Staking SUMR in V2 serves three primary functions inside the protocol.
1. Participate in Governance
Staking SUMR grants governance power used to:
Onboard or offboard FLEETs/ARKs
Set protocol parameters
Allocate protocol revenue between lockers, growth incentives, and treasury
Hold contributors accountable
SUMR is the coordination layer for the protocol. Staking expresses alignment.
2. Earn SUMR Emissions
Stakers earn SUMR from community distribution schedules. Locking increases reward weight, enabling long-term holders to receive a proportionally larger share of SUMR emissions.
3. Receive Protocol Revenue (USDC)
A portion of Lazy Summer Protocol revenue (based on the revenue of strategy yields) is allocated to SUMR lockers.
Revenue is distributed as USDC-denominated LV tokens, which continue auto-compounding in the underlying vault strategy (USDC LR on Base). This ties SUMR staking returns directly to vault usage, strategy performance, and protocol adoption.
How Staking Works
Stake Creation
Users deposit SUMR into the staking module to create a position. Each position is independent and can have its own lock duration and reward multiplier.
Lock Durations
Available locks range from no lock to approximately 3 years.
Each lock defines:
A time commitment
A reward multiplier (applies to SUMR + USDC rewards)
A capacity limit (maximum SUMR allowed in that bucket)
Overview:
No Lock
1.0×
15.000.000
Flexible, no time commitment
14 Days - 3 Months
↑
15.000.000
Introductory commitment
3 Months - 6 Months
↑↑
35.000.000
Medium-term alignment
6 Months - 1 Year
↑↑↑
60.000.000
High alignment
1 Year - 2 Years
↑↑↑↑
100.000.000
Higher alignment
2 Years – 3 Years
7.26x
unlimited
Highest conviction and multiplier
Capacity Limits
Lock buckets close when capacity is reached. Users may:
Choose a different bucket
Split positions across multiple locks
Wait for governance-approved capacity increases
Rewards Accrual
Staking rewards accumulate continuously and include:
SUMR emissions – proportional to stake × multiplier
USDC LV tokens – proportional to stake × multiplier × protocol revenue
SUMR rewards can be claimed at any time; USDC rewards will be distributed on monthly basis.
Early Withdrawal Penalty
Users may exit a locked position early, but an early withdrawal penalty applies:
Maximum penalty: 20% of principal
Penalty decreases linearly as the lock approaches expiry
Designed to reward commitment while allowing flexibility if circumstances change
Penalties remain inside the staking module and increase yield to remaining lockers.
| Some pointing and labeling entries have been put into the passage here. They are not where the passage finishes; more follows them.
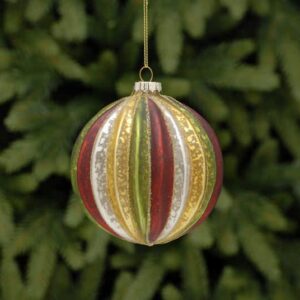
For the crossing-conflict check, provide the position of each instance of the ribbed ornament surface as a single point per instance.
(147, 168)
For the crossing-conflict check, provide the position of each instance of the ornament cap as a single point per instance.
(147, 86)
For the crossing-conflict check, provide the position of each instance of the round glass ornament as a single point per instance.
(147, 168)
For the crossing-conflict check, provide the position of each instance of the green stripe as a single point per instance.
(139, 168)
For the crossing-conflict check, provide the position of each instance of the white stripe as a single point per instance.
(181, 173)
(98, 175)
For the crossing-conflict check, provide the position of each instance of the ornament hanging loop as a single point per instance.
(146, 45)
(142, 70)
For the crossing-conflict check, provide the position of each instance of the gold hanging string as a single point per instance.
(146, 43)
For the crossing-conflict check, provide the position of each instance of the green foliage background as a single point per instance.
(236, 61)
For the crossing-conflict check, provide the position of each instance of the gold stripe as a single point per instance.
(118, 170)
(202, 168)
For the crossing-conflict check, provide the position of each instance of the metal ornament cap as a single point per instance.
(147, 86)
(147, 168)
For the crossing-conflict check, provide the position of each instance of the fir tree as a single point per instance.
(236, 61)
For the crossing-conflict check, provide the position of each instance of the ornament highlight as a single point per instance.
(147, 167)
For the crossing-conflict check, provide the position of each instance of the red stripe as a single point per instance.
(83, 171)
(162, 171)
(219, 164)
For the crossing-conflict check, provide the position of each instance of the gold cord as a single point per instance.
(146, 43)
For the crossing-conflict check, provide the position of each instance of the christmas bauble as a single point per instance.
(147, 167)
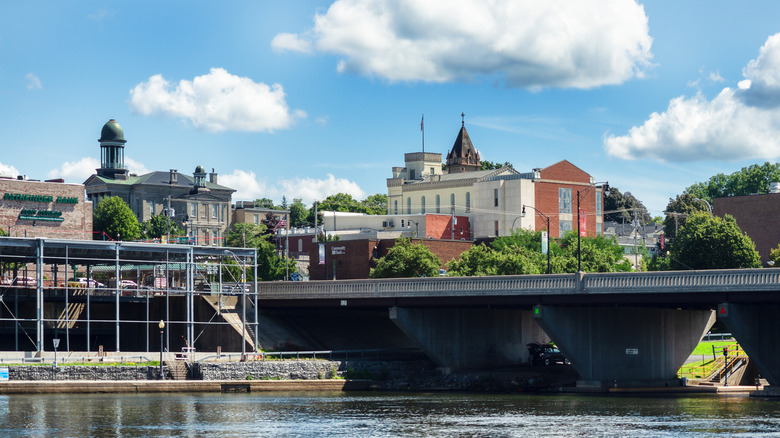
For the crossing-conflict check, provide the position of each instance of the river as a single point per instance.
(374, 414)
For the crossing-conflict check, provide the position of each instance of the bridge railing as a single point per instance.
(558, 284)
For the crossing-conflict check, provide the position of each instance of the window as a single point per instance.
(564, 201)
(563, 227)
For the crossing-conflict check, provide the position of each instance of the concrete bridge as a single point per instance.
(629, 329)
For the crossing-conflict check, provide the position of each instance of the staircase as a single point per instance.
(230, 311)
(177, 369)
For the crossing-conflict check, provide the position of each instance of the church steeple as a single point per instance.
(112, 151)
(464, 156)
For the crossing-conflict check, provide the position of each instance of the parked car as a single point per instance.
(545, 354)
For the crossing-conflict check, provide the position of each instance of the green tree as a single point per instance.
(375, 204)
(678, 210)
(623, 207)
(270, 266)
(489, 165)
(157, 226)
(405, 259)
(113, 217)
(752, 179)
(711, 242)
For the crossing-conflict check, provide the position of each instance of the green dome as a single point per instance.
(112, 132)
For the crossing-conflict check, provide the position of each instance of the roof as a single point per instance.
(160, 178)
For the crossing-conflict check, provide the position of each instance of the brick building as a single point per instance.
(756, 215)
(353, 259)
(196, 200)
(493, 200)
(50, 209)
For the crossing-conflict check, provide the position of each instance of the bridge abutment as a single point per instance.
(755, 327)
(458, 339)
(625, 346)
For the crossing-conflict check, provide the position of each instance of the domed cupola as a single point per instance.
(112, 151)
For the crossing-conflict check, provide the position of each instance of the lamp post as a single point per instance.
(579, 221)
(522, 214)
(161, 324)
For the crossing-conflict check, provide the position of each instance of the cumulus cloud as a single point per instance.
(75, 171)
(524, 43)
(8, 170)
(218, 101)
(739, 123)
(248, 187)
(33, 83)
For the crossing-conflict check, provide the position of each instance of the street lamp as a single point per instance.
(161, 324)
(243, 302)
(579, 221)
(522, 214)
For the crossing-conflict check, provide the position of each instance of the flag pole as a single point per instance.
(422, 129)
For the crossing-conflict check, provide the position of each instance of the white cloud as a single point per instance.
(33, 83)
(249, 187)
(287, 41)
(218, 101)
(75, 171)
(739, 123)
(524, 43)
(8, 170)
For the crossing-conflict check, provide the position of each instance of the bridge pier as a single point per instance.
(458, 339)
(625, 346)
(754, 326)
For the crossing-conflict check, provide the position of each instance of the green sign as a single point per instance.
(40, 198)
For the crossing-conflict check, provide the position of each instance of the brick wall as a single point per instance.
(756, 215)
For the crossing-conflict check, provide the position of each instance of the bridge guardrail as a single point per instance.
(557, 284)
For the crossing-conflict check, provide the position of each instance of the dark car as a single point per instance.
(545, 354)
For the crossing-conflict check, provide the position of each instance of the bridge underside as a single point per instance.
(755, 328)
(625, 346)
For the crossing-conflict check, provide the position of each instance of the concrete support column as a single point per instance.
(625, 346)
(457, 339)
(755, 328)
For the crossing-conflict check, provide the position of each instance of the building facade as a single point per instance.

Governance Participation After Staking
Staking V2 resets all prior delegation. After staking or migrating from V1, users must re-delegate to the delegate of their choice.
Delegation determines:
Who exercises your voting power
Which delegate earns active participation rewards
How effectively governance decisions reflect your preferences
Delegation can be changed at any time.
Migrating from Staking V1
If you previously used Staking V1:
Unstake from V1
Claim any unclaimed SUMR
Restake using Staking V2
Optionally lock to select your multiplier
Re-delegate to a delegate of your choice
Migration is mandatory before earning rewards under Staking V2.
Staking and Protocol Alignment
Staking V2 integrates SUMR more tightly with the Lazy Summer Protocol by:
Introducing stake-based alignment (locks + multipliers)
Removing governance decay
Routing protocol revenue directly to lockers
Strengthening delegation incentives
Aligning SUMR value with vault adoption and long-term strategy performance
This establishes SUMR as an economically productive governance asset designed for protocol-scale growth.
Getting Started
You can stake SUMR through the Summer app:
https://summer.fi/earn/staking
Typical steps:
Stake SUMR
Select lock duration
Review projected rewards
Submit stake
Delegate voting power
Once staked, rewards begin accruing automatically.